President Donald Trump and First Lady Melania Trump stopped in Hawaii on Friday on the eve of the president’s first official visit to Asia.

Arriving at Joint Base Pearl Harbor-Hickam Trump stopped for a briefing at Pacific Command, the U.S. military’s headquarters for the Asia-Pacific region, and later toured the USS Arizona Memorial at Pearl Harbor.

trumps arrive in hawaii U.S. President Donald Trump and First Lady Melania Trump arrive at Joint Base Pearl Harbor-Hickam in Hawaii on Nov. 3, 2017. Photo: Getty Images/AFP/Jim Watson Trumps in hawaii Donald Trump and First Lady Melania Trump arrive at Joint Base Pearl Harbor-Hickam in Hawaii. Photo: Getty Images/AFP/Jim Watson

According to the Seattle Times, Trump was expected to be briefed by leaders of the U.S. Pacific Command on topics including the growing threat from North Korea. Trump was also meeting with the governors of Alaska, Hawaii and Pacific U.S. territories, all of which are considered potential targets of any successful attempt by North Korea to strike the U.S. with a nuclear-tipped missile.

"I tell you, this is very special being in Hawaii," Trump said as he visited Pacific Command before traveling with First Lady  Melania Trump to the USS Arizona memorial.

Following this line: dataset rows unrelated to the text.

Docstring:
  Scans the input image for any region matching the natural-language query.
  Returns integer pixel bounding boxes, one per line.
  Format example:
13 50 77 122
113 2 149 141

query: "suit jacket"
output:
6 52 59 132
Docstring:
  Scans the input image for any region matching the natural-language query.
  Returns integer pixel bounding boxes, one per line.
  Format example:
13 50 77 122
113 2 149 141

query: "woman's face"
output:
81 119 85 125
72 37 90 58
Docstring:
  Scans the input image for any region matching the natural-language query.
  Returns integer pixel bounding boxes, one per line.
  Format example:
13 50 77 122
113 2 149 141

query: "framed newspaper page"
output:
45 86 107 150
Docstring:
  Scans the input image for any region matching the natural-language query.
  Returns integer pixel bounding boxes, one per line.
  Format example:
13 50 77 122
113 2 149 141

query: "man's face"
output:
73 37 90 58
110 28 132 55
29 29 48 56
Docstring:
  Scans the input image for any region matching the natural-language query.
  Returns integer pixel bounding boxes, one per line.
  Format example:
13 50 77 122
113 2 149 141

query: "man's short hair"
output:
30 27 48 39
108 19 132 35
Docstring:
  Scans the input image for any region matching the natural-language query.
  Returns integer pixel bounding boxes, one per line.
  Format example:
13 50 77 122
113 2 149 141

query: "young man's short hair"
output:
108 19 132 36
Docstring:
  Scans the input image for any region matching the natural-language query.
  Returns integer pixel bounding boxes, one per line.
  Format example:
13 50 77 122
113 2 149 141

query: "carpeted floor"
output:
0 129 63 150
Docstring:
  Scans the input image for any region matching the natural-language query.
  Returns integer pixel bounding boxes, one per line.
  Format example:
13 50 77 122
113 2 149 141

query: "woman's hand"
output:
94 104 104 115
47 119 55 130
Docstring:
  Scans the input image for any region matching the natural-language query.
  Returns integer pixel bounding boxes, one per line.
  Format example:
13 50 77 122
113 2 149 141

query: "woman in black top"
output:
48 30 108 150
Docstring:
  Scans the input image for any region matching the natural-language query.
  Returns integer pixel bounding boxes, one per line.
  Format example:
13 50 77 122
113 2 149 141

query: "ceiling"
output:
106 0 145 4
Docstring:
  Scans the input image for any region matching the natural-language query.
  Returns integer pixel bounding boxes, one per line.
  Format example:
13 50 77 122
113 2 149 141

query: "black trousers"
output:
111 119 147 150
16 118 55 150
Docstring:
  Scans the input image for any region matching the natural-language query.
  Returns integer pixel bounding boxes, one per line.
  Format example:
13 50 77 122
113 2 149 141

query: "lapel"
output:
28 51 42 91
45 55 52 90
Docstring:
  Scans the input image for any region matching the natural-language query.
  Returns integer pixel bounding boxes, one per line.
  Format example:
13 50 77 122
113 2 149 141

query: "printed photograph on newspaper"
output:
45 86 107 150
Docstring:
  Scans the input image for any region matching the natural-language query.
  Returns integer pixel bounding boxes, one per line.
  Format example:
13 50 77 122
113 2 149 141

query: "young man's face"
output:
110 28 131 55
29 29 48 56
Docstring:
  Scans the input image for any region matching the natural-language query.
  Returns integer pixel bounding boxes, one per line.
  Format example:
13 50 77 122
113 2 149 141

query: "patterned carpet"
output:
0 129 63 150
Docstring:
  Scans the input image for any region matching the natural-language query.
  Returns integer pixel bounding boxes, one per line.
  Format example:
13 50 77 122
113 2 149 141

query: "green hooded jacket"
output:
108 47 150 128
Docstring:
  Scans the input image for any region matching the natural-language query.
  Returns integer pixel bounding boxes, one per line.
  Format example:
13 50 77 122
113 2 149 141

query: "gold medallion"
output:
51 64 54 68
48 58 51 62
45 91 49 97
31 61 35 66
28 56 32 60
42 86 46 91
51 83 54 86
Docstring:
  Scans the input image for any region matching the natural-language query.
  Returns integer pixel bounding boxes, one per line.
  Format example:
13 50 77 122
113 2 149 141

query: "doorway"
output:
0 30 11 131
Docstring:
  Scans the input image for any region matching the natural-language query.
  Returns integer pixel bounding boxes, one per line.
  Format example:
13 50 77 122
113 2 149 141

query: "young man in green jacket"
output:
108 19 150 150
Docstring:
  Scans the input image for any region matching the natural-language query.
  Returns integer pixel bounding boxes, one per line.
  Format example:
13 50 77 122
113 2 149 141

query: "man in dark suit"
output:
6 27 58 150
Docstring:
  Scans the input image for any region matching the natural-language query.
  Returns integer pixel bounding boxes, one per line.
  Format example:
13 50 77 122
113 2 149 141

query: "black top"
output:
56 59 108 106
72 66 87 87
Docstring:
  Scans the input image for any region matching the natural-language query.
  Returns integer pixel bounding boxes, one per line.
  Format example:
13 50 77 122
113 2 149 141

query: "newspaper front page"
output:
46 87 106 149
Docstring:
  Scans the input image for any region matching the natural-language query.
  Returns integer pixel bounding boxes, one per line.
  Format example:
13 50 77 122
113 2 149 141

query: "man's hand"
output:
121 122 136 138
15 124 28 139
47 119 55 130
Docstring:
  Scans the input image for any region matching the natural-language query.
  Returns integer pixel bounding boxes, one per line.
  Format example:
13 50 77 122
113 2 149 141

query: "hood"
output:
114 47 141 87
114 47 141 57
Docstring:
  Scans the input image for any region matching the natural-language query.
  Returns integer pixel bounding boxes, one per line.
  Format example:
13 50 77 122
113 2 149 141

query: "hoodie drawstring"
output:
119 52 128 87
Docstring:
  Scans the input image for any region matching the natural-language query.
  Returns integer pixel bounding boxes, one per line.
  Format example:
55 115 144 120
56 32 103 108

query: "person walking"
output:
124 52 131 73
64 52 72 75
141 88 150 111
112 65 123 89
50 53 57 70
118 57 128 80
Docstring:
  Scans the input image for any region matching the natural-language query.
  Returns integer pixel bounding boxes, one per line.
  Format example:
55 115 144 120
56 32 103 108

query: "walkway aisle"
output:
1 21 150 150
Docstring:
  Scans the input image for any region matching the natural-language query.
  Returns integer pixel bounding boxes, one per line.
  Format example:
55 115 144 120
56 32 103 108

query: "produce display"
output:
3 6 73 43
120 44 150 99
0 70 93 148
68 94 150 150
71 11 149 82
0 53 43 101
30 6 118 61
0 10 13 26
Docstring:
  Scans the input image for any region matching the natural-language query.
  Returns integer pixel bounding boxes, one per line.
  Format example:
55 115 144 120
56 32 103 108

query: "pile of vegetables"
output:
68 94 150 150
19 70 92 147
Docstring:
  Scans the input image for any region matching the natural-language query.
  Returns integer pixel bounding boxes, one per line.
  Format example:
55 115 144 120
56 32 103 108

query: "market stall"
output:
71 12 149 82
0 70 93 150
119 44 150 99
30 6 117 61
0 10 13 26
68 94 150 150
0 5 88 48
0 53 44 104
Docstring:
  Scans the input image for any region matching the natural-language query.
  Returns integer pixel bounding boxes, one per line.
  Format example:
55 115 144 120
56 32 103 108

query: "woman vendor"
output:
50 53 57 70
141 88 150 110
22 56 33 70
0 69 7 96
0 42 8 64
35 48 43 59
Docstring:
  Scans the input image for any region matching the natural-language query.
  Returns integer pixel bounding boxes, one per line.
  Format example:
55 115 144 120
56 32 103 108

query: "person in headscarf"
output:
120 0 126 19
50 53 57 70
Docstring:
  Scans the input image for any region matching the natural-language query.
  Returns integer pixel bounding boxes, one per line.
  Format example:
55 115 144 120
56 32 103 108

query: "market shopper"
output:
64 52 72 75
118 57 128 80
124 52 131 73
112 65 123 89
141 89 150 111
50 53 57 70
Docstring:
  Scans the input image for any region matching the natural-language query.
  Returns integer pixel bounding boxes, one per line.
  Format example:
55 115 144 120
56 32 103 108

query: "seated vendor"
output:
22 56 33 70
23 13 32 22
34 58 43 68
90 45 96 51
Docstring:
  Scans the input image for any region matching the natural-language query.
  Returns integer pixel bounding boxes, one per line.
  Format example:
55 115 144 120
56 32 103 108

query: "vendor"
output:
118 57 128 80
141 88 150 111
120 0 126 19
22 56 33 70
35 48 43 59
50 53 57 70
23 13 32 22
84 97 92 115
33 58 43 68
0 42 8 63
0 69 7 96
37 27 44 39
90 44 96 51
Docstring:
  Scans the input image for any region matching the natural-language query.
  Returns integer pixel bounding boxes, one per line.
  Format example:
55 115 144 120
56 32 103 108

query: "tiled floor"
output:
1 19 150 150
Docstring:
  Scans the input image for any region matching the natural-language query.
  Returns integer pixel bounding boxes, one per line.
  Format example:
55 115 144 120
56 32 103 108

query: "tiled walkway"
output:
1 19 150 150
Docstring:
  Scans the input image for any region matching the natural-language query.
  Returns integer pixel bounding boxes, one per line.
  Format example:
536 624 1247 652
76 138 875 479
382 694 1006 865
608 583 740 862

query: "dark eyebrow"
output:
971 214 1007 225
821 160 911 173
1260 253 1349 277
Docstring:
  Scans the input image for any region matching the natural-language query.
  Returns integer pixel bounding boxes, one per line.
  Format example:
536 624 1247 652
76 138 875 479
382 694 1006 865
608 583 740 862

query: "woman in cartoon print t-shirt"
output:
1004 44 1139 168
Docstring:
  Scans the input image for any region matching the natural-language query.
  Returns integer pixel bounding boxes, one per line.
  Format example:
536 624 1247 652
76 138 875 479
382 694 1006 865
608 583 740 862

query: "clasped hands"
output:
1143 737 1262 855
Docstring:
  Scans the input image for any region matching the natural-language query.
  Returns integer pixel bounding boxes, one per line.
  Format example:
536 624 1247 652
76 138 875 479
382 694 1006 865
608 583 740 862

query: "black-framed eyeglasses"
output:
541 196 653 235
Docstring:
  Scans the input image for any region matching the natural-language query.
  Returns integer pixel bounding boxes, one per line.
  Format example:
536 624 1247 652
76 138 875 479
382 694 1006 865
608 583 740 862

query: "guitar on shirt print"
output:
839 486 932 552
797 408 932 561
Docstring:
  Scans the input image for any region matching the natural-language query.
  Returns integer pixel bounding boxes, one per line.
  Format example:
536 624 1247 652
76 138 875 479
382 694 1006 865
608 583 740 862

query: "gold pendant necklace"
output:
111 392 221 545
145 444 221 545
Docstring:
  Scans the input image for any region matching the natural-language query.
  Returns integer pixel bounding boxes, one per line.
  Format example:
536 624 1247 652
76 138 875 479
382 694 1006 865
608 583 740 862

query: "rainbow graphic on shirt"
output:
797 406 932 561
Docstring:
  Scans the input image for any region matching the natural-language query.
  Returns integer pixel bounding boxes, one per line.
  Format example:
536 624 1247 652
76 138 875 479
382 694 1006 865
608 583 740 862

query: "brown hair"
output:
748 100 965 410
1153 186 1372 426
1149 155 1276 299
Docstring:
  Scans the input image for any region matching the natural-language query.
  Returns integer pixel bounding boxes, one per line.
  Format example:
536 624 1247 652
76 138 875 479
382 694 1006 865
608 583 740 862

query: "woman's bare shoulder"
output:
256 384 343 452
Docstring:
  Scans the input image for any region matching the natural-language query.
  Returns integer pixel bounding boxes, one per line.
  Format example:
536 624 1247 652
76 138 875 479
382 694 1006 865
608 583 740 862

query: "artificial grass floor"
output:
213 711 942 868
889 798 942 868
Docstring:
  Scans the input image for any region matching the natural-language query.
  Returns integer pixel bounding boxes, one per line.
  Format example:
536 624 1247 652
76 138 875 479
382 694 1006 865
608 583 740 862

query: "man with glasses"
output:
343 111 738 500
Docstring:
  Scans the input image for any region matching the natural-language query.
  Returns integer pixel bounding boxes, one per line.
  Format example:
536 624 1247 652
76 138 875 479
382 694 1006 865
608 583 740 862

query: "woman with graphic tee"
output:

The Trump’s were joined by White House Chief of Staff Gen. John F. Kelly, national security advisor H.R. McMaster and Adm. Harry Harris of Pacific Command. Trump said it would be "exciting" to see Pearl Harbor, the Los Angeles Times reported. "I’ve read about, spoken about, heard about, studied, but I haven’t seen. And that is going to be very exciting for me," he said.

At the memorial, which marks the final resting place of more than 1,000 sailors and Marines who were killed on the battleship during the surprise Japanese attack during World War II, the couple laid wreaths near a wall of names of the fallen soldiers.

They then tossed white flower petals into the waters above the battleship’s sunken hull after which the president looked down to the wreckage visible near the surface of the water.

The visit comes after criticism recently faced by the president over his attempt to console the families of four soldiers killed in a Niger ambush last month. The members of the families said he insulted them when he called to offer condolences.

Trump was also met by protesters in Honululu, the largest group of whom had gathered in front of the state Capitol, where demonstrators banged drums and chanted against Trump’s travel ban, which a Honululu-based federal judge had struck down for the third time last month. Some even mocked Trump’s claim that former president Barack Obama was not born in Hawaii.

Some of the placards read: "Welcome to Kenya" and "No, Trump, HI is Obama’s birthplace." Other signs read, “aloha also means goodbye” and “so bad you make Bush look good."

"The idea of the aloha spirit is that we welcome everyone who comes here. But when there’s a leader whose whole M.O. seems to be making America a less welcoming place for whole groups of people, that’s where we need to draw the line," Ing, a 28-year-old Native Hawaiian, told the LA Times. "He’s simply not welcome."

The president departs Saturday morning for Japan, where he will meet with Prime Minister Shinzo Abe, before traveling to South Korea, China, Vietnam and the Philippines.